What Sustained Shared Thinking Is
Sustained shared thinking is defined in the EPPE research as an episode where two or more individuals — typically an adult and a child — work together in an intellectual way to solve a problem, clarify a concept, evaluate activities, or extend a narrative. Both participants contribute to the thinking and extend understanding.
In practice, sustained shared thinking looks like:
- A child is building with blocks, and a caregiver sits beside them, asks "What are you making?", listens to the answer, says "Oh, and what goes on top?", and genuinely engages with the child's explanation for several exchanges
- A child is looking at a picture in a book and the caregiver asks an open question, waits for the child's answer, adds to it, and the conversation extends over several turns
- A child is doing a puzzle and a caregiver doesn't direct or solve but asks questions that prompt the child's own thinking ("I wonder if it would fit the other way around?")
What is not sustained shared thinking:
- A caregiver asking a closed question ("What colour is that?"), getting the answer, and moving on
- A caregiver narrating what the child is doing without genuine back-and-forth
- Adult-directed activity where the child follows instructions
Why the Activity Itself Matters Less
The EPPE findings challenged the assumption that what settings do (the specific curriculum, themed activities, structured learning sessions) is the primary driver of outcomes. The same activity — reading a book, building with blocks, playing in the sand — produces very different developmental outcomes depending on how the adult interacts during it.
This has practical implications. A setting that has children doing a daily craft activity, where adults supervise and redirect but do not engage in extended conversation, will produce less cognitive benefit from that activity than a setting where children choose their own activity and adults engage with them genuinely about what they are doing.
What Good Practice Looks Like in a Setting Visit
When visiting a daycare setting, observing the quality of interaction rather than the activity schedule gives a more reliable picture of quality:
- Are there genuine back-and-forth conversations between adults and individual children?
- Do adults follow children's interest rather than constantly redirecting?
- When a child says something, does the adult respond in a way that extends the child's thinking or invites more?
- Do adults get down to children's physical level and give them their full attention during these interactions?
- Are there spaces in the day where children choose freely and adults are available to engage rather than managing transitions?
A setting that ticks curriculum boxes but lacks this kind of interaction quality will be less effective developmentally than one where caregivers naturally engage this way.
Ratio and Interaction Quality
Staff-to-child ratios matter because they affect the possibility of quality interaction. When one adult is responsible for many children, the practical time available for individual, extended conversations is limited. Current UK regulations specify a minimum ratio of 1:3 for children under 2, 1:4 for 2-year-olds, and 1:8 for 3–5 year olds.
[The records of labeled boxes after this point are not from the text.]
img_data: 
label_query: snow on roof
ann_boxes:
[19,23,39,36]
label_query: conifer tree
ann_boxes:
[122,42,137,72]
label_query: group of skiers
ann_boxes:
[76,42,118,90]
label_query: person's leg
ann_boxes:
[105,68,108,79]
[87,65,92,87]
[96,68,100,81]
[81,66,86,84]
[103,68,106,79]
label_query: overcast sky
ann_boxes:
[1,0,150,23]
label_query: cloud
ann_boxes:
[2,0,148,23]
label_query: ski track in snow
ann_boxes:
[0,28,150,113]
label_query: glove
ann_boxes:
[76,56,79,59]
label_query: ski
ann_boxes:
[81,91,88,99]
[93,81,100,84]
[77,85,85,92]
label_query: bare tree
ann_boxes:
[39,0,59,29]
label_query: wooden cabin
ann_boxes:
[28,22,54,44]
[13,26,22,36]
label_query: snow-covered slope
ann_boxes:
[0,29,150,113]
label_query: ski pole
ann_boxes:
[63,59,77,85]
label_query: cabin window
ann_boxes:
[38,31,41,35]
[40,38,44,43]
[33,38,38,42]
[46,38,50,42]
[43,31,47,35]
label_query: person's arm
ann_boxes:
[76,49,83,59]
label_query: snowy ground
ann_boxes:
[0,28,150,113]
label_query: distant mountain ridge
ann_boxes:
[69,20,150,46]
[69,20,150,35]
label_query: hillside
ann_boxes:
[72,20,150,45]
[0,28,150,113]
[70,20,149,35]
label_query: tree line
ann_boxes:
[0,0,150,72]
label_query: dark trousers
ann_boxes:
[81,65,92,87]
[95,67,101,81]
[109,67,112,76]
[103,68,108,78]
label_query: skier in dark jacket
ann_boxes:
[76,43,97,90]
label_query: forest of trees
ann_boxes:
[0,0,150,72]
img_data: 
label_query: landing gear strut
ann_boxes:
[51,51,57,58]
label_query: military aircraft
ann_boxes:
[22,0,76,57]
Settings that maintain ratios above the minimum — more adults per child — generally produce better interaction quality, though ratio alone does not guarantee it.
Key Takeaways
Research on early years quality consistently finds that the quality of adult-child interaction is a stronger predictor of child outcomes than the curriculum, the activities on offer, the physical environment, or the resources available. A setting with simple resources and highly responsive, intellectually engaged caregivers produces better outcomes than a well-resourced setting with poor interaction quality.